From Denoising Diffusion to ODEs

DDPM
score
Published

02 07 2023

Setting & Goals

Consider an empirical data distribution \(\pi_{\mathrm{data}}\). In order to simulate approximate samples from \(\pi_{\mathrm{data}}\), Denoising Diffusion Probabilistic Models (DDPM) simulate a forward diffusion process \(\{X_t\}_{[0,T]}\) on an interval \([0,T]\). The diffusion is initialized at the data distribution, i.e. \(X_0 \sim \pi_{\mathrm{data}}\), and is chosen so that that the distribution of \(X_T\) is very close to a known and tractable reference distribution \(\pi_{\mathrm{ref}}\), e.g. a Gaussian distribution. Denote by \(p_t(dx)\) the marginal distribution at time \(0 \leq t \leq T\), i.e. \(\mathop{\mathrm{\mathbb{P}}}(X_t \in dx) = p_t(dx)\). By choosing the forward distribution with simple and tractable transition probabilities, e.g. an Ornstein-Uhlenbeck, it is relatively easy to estimate \(\nabla \log p_t(x)\) from simulated data: this can be formulated as a simple regression problem. This allows one to simulate the diffusion backward in time and generate approximate samples from \(\pi_{\mathrm{data}}\). Why this is useful is another question…

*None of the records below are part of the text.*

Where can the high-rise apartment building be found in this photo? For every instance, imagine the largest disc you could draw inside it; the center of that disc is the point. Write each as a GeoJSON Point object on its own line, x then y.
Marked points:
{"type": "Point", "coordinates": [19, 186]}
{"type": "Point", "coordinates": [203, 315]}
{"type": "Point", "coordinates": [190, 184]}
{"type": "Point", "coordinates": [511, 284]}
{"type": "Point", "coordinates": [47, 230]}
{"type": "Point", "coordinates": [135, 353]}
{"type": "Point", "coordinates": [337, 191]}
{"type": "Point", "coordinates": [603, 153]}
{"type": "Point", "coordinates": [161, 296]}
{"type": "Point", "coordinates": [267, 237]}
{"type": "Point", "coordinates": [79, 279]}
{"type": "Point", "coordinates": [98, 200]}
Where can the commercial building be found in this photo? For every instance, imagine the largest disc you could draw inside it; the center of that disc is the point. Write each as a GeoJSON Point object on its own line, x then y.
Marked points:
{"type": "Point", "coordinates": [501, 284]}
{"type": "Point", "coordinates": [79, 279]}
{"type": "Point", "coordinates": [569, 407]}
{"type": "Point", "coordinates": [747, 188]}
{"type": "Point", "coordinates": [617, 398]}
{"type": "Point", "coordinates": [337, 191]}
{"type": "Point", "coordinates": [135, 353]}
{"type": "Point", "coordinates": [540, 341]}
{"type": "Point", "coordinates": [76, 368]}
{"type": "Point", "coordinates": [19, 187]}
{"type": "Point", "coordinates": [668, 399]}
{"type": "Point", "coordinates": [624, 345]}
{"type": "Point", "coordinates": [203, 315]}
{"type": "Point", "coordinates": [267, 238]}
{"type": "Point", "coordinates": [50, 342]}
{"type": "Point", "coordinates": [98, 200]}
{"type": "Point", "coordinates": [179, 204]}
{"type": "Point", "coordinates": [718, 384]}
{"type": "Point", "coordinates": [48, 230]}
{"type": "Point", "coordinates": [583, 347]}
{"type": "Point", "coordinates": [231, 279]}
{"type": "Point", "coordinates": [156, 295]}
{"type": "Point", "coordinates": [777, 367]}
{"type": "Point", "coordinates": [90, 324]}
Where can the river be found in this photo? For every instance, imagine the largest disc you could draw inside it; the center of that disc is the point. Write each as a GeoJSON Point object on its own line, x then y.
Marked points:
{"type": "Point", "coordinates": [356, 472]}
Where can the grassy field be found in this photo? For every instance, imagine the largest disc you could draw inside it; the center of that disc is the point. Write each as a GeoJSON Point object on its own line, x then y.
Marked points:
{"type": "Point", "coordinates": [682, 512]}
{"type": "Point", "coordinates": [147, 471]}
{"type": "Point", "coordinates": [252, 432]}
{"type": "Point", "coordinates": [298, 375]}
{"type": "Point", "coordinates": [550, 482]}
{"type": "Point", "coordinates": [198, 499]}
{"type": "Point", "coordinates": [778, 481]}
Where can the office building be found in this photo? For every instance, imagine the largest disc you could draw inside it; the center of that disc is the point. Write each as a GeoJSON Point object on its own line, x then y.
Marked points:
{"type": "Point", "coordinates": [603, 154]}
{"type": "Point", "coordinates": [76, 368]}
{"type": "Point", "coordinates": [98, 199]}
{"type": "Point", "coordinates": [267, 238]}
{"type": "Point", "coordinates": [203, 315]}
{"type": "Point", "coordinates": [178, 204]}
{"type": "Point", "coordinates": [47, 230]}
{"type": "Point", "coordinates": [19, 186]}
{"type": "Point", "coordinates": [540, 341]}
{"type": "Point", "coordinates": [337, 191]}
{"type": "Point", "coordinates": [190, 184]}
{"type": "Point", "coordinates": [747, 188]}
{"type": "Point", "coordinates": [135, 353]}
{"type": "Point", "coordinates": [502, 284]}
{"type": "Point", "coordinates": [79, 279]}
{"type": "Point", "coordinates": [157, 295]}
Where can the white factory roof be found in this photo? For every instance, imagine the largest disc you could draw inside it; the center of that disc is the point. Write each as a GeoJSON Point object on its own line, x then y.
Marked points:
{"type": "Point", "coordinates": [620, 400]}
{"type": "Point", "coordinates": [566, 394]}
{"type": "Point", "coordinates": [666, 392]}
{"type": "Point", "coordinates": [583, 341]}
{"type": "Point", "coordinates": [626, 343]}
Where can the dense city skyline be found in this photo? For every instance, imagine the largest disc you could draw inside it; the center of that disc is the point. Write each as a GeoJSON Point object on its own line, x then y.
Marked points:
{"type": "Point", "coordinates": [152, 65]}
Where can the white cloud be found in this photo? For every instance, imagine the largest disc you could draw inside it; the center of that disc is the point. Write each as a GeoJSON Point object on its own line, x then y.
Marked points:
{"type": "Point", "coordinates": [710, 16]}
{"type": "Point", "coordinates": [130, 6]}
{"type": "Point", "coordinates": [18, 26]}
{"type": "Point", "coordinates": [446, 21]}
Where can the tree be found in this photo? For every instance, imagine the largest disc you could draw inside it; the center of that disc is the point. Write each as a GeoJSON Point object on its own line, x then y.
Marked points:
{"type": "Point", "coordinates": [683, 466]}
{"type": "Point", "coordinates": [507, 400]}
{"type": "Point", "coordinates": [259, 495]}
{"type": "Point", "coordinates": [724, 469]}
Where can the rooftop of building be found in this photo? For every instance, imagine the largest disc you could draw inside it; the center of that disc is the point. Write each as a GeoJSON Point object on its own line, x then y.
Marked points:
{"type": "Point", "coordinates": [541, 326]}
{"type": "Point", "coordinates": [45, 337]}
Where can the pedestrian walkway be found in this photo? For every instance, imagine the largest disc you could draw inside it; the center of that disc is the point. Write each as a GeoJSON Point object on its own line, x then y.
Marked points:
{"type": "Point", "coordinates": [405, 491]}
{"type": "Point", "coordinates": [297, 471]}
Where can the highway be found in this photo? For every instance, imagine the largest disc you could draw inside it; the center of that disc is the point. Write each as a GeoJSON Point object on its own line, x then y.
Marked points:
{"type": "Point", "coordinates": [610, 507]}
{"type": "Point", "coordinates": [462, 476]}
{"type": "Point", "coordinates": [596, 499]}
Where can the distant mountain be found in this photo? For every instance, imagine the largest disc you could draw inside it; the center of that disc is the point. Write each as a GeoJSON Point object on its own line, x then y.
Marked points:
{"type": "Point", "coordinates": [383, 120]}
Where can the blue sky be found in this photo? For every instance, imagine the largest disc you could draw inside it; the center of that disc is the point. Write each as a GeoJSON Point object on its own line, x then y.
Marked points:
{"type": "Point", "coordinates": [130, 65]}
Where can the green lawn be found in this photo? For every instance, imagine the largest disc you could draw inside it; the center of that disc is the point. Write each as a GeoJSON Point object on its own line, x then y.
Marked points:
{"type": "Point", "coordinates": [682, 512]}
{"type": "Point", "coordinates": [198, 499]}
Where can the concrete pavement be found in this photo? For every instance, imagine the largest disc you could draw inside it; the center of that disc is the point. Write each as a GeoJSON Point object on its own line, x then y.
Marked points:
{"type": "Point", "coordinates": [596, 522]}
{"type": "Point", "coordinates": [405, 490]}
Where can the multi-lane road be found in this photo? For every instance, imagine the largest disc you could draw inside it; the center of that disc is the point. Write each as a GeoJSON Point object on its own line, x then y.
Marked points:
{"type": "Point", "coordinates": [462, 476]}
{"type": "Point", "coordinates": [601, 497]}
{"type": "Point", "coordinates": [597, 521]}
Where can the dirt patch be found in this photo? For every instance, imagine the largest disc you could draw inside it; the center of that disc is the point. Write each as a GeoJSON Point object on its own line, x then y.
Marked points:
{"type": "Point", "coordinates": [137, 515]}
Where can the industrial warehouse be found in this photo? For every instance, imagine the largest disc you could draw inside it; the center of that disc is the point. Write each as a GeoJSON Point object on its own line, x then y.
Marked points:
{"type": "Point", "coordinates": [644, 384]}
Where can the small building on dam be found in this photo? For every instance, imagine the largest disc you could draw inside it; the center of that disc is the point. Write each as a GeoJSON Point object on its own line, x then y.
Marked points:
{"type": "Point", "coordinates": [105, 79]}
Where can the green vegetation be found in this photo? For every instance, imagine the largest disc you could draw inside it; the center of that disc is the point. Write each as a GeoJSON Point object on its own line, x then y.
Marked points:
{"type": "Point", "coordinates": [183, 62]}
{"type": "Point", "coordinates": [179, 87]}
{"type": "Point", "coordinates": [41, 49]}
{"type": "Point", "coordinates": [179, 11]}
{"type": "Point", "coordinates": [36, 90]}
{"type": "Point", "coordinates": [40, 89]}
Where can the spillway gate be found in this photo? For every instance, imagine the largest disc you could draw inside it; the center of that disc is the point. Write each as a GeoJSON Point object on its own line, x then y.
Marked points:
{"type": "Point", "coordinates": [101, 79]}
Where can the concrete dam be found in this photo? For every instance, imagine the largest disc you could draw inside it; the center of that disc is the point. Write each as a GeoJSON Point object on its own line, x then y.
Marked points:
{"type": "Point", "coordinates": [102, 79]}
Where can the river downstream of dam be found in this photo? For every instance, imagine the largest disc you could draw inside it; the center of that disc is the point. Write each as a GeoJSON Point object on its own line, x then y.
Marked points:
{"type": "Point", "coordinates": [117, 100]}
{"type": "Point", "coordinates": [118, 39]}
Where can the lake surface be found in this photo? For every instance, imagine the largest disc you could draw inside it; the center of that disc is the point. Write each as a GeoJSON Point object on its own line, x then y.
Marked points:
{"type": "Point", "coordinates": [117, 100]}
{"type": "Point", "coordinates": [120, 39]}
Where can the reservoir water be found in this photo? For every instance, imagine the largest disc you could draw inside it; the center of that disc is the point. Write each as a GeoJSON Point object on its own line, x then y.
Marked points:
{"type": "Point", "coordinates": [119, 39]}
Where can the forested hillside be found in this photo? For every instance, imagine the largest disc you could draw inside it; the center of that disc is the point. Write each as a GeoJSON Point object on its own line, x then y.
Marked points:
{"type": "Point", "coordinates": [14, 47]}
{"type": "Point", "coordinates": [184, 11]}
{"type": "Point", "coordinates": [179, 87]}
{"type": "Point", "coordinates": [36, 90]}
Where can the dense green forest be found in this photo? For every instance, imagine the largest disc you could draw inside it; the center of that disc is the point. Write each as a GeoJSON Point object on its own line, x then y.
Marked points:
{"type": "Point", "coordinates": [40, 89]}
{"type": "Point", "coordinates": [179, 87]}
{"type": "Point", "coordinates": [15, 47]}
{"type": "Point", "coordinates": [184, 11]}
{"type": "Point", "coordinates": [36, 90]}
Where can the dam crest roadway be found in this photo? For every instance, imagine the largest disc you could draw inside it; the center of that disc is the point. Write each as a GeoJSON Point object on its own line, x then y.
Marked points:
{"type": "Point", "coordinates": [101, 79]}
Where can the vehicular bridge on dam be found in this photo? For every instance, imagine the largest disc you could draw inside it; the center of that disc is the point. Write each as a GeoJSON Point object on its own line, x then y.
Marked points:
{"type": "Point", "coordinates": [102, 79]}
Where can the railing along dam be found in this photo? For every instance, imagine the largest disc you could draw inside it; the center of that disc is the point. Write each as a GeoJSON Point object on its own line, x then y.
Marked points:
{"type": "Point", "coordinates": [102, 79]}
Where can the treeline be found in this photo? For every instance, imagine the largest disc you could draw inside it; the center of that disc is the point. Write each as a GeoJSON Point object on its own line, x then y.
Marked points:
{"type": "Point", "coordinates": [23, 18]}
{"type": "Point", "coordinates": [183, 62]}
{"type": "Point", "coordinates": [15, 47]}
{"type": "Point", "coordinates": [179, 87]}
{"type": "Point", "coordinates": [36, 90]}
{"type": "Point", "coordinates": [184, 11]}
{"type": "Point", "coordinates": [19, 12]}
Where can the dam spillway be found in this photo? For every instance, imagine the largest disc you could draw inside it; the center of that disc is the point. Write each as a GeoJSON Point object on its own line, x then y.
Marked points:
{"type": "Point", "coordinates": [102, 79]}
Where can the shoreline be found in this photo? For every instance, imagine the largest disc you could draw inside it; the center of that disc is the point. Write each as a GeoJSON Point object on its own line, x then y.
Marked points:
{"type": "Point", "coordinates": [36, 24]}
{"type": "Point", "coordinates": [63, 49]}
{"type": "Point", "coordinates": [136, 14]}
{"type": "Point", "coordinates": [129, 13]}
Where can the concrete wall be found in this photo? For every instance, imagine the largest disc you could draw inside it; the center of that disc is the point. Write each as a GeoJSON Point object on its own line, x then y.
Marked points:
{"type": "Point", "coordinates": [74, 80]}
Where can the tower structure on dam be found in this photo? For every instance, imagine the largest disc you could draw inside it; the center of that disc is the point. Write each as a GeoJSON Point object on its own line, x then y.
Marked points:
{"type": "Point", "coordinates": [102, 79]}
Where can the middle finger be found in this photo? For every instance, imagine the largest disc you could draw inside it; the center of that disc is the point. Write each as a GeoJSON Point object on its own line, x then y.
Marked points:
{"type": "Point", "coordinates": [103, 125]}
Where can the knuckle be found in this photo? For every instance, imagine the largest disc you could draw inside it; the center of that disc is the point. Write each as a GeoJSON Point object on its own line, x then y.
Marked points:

The fact that the mapping from data-samples at time \(t=0\) to (approximate) Gaussian samples at time \(t=T\) is stochastic and described by diffusion processes is cumbersome. This would be much more convenient to build a deterministic mapping between the data-distribution \(\pi_{\mathrm{data}}\) and the Gaussian reference distribution \(\pi_{\mathrm{ref}}\): this would allows one to associate a likelihood to data samples and to easily “encode”/“decode” data-samples. To so this, one can try to replace diffusion by Ordinary Differential Equations.

The diffusion-ODE trick

Consider an arbitrary diffusion process \(dX = \mu(t,X) \, dt + dB\) with associated distribution \(p_t(dx)\) at time \(t\). The Fokker-Planck equation that describes the evolution of \(p_t\) reads

\[ \partial_t p_t = -\mathop{\mathrm{div}}( p_t \, \mu) + \frac12 \, \Delta p_t \]

If there were no diffusion term \(dB\) and \(X\) was describing instead the evolution of differential equation \(dX/dt = F(t,X)\), the associated evolution of the density of \(X\) would simply read

\[ \partial_t p_t = -\mathop{\mathrm{div}}( p_t \, F). \tag{1}\]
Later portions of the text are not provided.